A MAN has successfully overturned a ban from keeping dogs following a crown court appeal.

Tree surgeon Gareth Thompson, 27, received a five-year disqualification after admitting four counts of causing unnecessary suffering to dogs at Newton Aycliffe Magistrates’ Court.

He was also ordered to undergo 200-hours’ unpaid work and pay £2,500, on top of an agreed deprivation order of the dogs concerned.
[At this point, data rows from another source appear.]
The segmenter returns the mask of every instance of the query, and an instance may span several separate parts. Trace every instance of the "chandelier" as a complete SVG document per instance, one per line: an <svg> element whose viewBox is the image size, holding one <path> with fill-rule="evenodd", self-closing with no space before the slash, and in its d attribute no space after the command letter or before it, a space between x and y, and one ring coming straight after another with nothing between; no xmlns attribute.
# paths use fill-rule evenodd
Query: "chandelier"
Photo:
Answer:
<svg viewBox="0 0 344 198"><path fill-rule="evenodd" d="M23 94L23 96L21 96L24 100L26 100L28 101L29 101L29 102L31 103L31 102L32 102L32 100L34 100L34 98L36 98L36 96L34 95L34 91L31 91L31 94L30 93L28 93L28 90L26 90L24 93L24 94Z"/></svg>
Durham Crown Court heard it related to a lurcher, a cocker spaniel bitch and her litter of six puppies referred to the RSPCA by police following an unconnected raid at an adjoining plot to where Thompson was living at the time, in Trimdon Grange, in December 2017.

Shaun Dryden, prosecuting, said the lurcher’s front leg was lame, from an inflamed paw injury, while the cocker spaniel was significantly under weight and the puppies had infected docked tails.

John Boumphrey, for Thompson, said the lurcher was a working dog which suffered a paw injury some time earlier, but the cocker spaniels belonged to someone else and were only in the defendant’s care for a week.

Upholding the appeal by Thompson, now of Front Street South, Trimdon Station, Judge Jonathan Carroll agreed the sentence was, “manifestly excessive”.

Lifting the ban, he also reduced the unpaid work to 50 hours and costs to £500.